我熟练地切换了小号,看起了儿子的朋友圈。
他叛逆的这几年,多亏这个小号,我才能知道他的行踪。
他潇洒地吹着啤酒,拿着香槟狂甩,一副阔少爷的做派。
可他不知道,他花掉的钱,我要洗上万个碗,才能赚的回来。
“顾姐,你醒了,要不要吃点东西?”
王律师推门走了进来,手上还提着一桶热粥。
我艰难地坐起身,从挎包里掏出银行卡。
“昨天的事麻烦你了,王律师。”
“住院费多少钱,连带这那三千块,我一起还给你。
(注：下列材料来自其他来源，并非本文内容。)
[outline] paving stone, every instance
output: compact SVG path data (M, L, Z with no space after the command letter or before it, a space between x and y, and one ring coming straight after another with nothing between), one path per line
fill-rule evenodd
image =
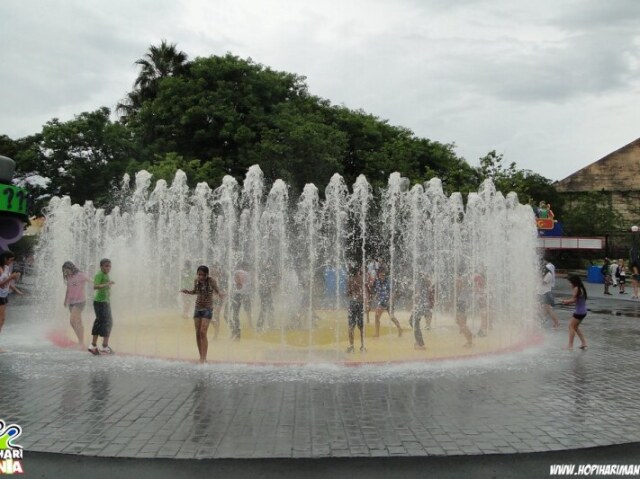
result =
M544 331L533 352L379 375L23 351L7 342L14 310L0 335L0 384L11 384L0 419L22 427L27 451L106 457L511 454L640 441L640 303L589 294L587 351L563 351L566 332ZM612 305L624 313L613 321ZM570 310L557 312L566 323Z

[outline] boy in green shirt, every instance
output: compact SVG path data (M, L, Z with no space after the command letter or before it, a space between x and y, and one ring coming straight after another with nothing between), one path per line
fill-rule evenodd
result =
M89 352L94 355L113 354L113 349L109 347L109 336L111 335L111 327L113 326L113 318L111 317L111 304L109 302L111 296L111 286L114 284L109 279L111 271L111 260L104 258L100 260L100 272L98 272L93 280L93 289L96 290L93 298L93 310L96 313L96 320L93 323L91 334L93 340L89 345ZM98 336L102 336L102 348L98 351Z

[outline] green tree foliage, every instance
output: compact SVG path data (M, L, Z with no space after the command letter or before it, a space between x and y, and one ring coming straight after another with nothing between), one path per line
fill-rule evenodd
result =
M134 151L127 129L111 122L109 114L103 107L67 122L47 122L29 147L17 154L17 175L51 179L51 195L104 204Z
M610 193L574 193L566 206L562 222L571 236L594 236L625 227L622 215L613 208Z
M187 69L187 54L178 51L175 43L162 40L160 45L152 45L144 57L136 60L140 66L133 91L118 103L116 110L121 114L123 122L135 116L142 104L152 100L158 94L160 80L174 75L181 75Z
M551 180L531 170L518 170L515 162L503 165L504 157L490 151L480 158L478 168L481 180L490 179L496 189L504 194L514 191L522 203L537 204L544 200L553 205L556 216L562 212L562 198L556 192Z
M69 122L51 120L33 137L0 137L0 147L16 156L22 173L51 178L51 194L99 205L124 171L144 168L170 181L182 169L191 186L216 187L224 175L241 181L256 163L268 183L282 178L293 195L310 182L322 190L334 173L349 185L364 174L374 188L385 187L398 171L413 184L438 176L448 193L475 191L491 177L521 200L555 198L549 180L515 164L505 169L495 152L473 168L454 144L331 105L309 94L304 77L251 59L226 54L188 61L162 41L136 64L133 90L118 106L120 122L101 108Z

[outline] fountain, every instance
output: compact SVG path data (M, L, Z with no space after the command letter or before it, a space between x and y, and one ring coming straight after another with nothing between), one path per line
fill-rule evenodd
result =
M241 363L371 363L423 361L510 351L538 337L538 282L533 213L485 181L466 199L447 196L439 179L411 187L393 173L374 195L360 175L350 188L334 175L321 199L304 187L292 201L276 180L265 194L264 175L252 166L242 188L225 176L211 189L187 186L178 171L169 186L136 174L125 177L111 211L91 202L72 205L53 198L36 255L38 304L65 331L67 312L60 266L71 260L90 276L100 258L112 261L114 329L119 353L171 359L197 358L193 324L181 315L181 275L186 261L206 264L220 288L232 291L242 265L252 278L251 314L241 314L242 340L229 338L231 312L225 301L220 336L210 341L209 359ZM367 350L347 354L348 300L344 277L381 257L390 277L392 311L406 334L383 316L381 335L365 325ZM434 304L425 350L414 350L409 316L420 278L433 284ZM465 311L461 298L468 297ZM55 305L55 306L54 306ZM43 314L44 312L41 312ZM456 318L464 313L477 334L462 348ZM85 311L85 325L93 312ZM424 325L423 325L424 326ZM69 329L67 332L66 330Z

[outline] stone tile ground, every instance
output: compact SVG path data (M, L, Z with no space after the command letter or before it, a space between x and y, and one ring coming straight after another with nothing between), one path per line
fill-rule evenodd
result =
M563 286L566 287L566 286ZM640 441L640 303L590 285L587 351L565 330L497 358L344 368L92 357L0 335L0 418L27 451L137 458L453 456ZM565 289L566 292L566 289ZM558 314L564 324L569 309Z

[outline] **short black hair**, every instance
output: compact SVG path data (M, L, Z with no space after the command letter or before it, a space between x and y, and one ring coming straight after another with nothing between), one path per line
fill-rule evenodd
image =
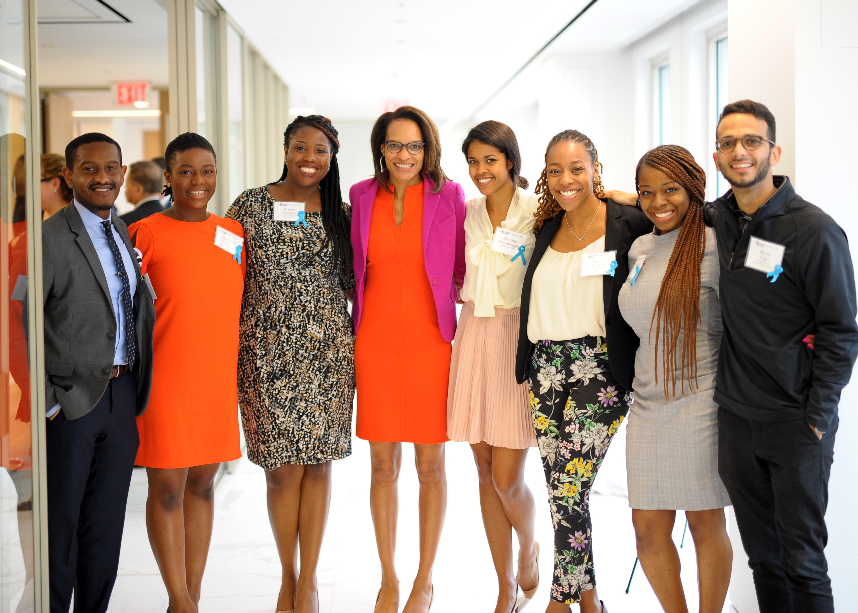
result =
M762 119L769 126L769 134L766 135L766 138L772 142L777 142L777 139L775 138L775 116L769 111L769 107L762 102L754 102L753 100L747 99L731 102L724 106L724 110L721 111L721 117L718 117L718 125L721 125L721 122L724 120L724 117L734 113L747 113L748 115L753 115L758 119ZM715 133L716 137L717 137L717 125L715 127Z
M512 184L523 189L528 189L528 180L521 175L522 153L518 149L518 141L516 139L516 133L510 126L490 119L471 128L471 131L462 143L462 153L465 154L466 159L468 147L474 141L493 147L506 156L506 159L512 163L512 168L510 169Z
M217 153L214 153L214 147L206 140L206 137L196 132L185 132L170 141L170 144L166 146L166 150L164 152L164 165L166 171L172 172L172 165L176 163L177 155L190 149L208 151L214 158L214 165L217 165ZM164 186L164 191L161 194L170 196L170 200L172 200L172 188L169 185Z
M119 147L118 142L100 132L87 132L73 139L71 142L65 146L65 165L67 167L74 170L78 147L81 145L88 145L90 142L109 142L116 147L116 150L119 152L119 165L122 165L122 147Z

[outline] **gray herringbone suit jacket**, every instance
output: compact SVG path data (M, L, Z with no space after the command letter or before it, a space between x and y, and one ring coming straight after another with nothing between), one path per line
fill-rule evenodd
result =
M124 222L116 216L112 221L136 262ZM141 415L152 387L155 310L140 269L135 268L137 358L131 375ZM107 278L74 204L42 224L42 269L45 406L50 410L58 402L67 419L76 419L92 411L107 388L117 329Z

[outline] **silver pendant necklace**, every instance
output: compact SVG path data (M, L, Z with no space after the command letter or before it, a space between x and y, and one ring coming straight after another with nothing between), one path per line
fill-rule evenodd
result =
M599 202L599 206L596 207L595 209L595 215L593 215L593 221L590 222L590 225L587 226L586 230L584 230L584 233L582 234L580 237L575 232L572 232L572 226L569 225L569 217L565 213L563 214L563 219L566 220L566 227L569 228L569 231L572 232L572 236L578 239L579 243L584 239L584 237L587 236L587 232L589 232L589 229L593 227L593 224L595 222L595 218L598 216L599 211L601 210L601 202Z

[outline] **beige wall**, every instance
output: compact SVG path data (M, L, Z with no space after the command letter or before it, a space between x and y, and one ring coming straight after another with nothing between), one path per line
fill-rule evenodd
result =
M63 155L65 146L75 138L71 100L61 93L49 93L45 99L45 135L46 153Z

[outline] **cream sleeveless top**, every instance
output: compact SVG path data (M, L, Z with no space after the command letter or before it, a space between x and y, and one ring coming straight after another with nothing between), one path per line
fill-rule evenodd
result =
M605 336L602 276L581 276L582 254L604 250L604 236L580 251L559 253L548 247L534 271L530 290L531 343Z
M520 187L500 227L525 234L524 261L536 244L534 235L534 213L539 200ZM521 257L492 250L495 229L486 210L486 196L465 203L465 281L461 296L464 302L474 302L474 315L493 317L494 308L515 309L522 303L522 285L527 265Z

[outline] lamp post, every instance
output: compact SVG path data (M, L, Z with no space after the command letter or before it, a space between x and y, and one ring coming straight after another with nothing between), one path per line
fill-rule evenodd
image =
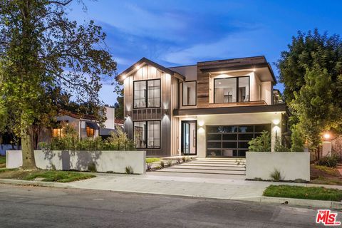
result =
M329 133L323 135L322 157L331 157L331 135Z

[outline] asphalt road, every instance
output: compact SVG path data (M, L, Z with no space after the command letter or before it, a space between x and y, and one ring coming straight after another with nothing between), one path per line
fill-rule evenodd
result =
M314 227L316 214L288 205L0 185L1 228Z

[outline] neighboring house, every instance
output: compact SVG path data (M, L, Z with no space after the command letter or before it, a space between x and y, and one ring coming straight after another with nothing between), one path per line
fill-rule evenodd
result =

”
王律师按住我的手,将卡塞回了包内。
“顾姐,钱就不用了,我也是单亲家庭长大的孩子,帮你只是我个人想做的善事。”
“但我还是想说,这钱你该自己留着治病,你儿子不配你对他这么好!”
我的心脏像是被只大手狠狠握了一下,闷闷的疼痛感瞬间席卷全身。
这些年,所有人都劝我,不要再管这个叛逆的孩子。
我自己也知道,如果我抛下他改嫁,或许日子会比现在过得更好。
可我做不到,他是我怀胎十月掉下来的肉啊!
我怎么能舍得啊!
“不用再劝我了,王律师。”
“时间也不早了,麻烦你先离开吧。”
我摇了摇头,平静地驱赶着他。
王律师嘴巴微张,半天才憋出一个好字,转身带上病房门。
我翻身躺下,死死咬着被子,不让自己哭出声来。
可手机铃声,又一次打断了我。
儿子发来一张图片,开口便是指责。
妈,洗手台又被头发堵住了,你每次洗完头能不能清理一下!
我擦干眼泪,尽力掩盖着哭腔。
崽崽,对不起。
最近头发总是一把一把掉,可能年纪大了吧。
不知道是不是骗了我之后心生愧疚,儿子的回复变得很快。
行了别说了,整那么苦情听着都烦!
你怎么还不回来,我都快饿死了!
我嘴唇微张,半晌才编好假话:
妈换了个兼职,在外面干活呢,你自己买点饭吃。
不要吃汉堡薯条那些垃圾食品,要去正经的馆子里吃,听到了吗?
对话框再次陷入死寂,我也早习惯了这样和儿子交流的方式。
这几年,只要一句话说的不合他心意。
他轻则三五天不搭理我,重则直接将我删除拉黑。
可是崽崽,妈妈只是想再多叮嘱你两句啊。
可刚按住语音条,剧烈的疼痛却突然从骨头缝里渗出,我直接疼晕过去。
不知过了多久,我被一阵剧烈的摇晃叫醒。
熟悉的声音在耳边响起:
“为了让我回家,装病这法子你都想的出来?”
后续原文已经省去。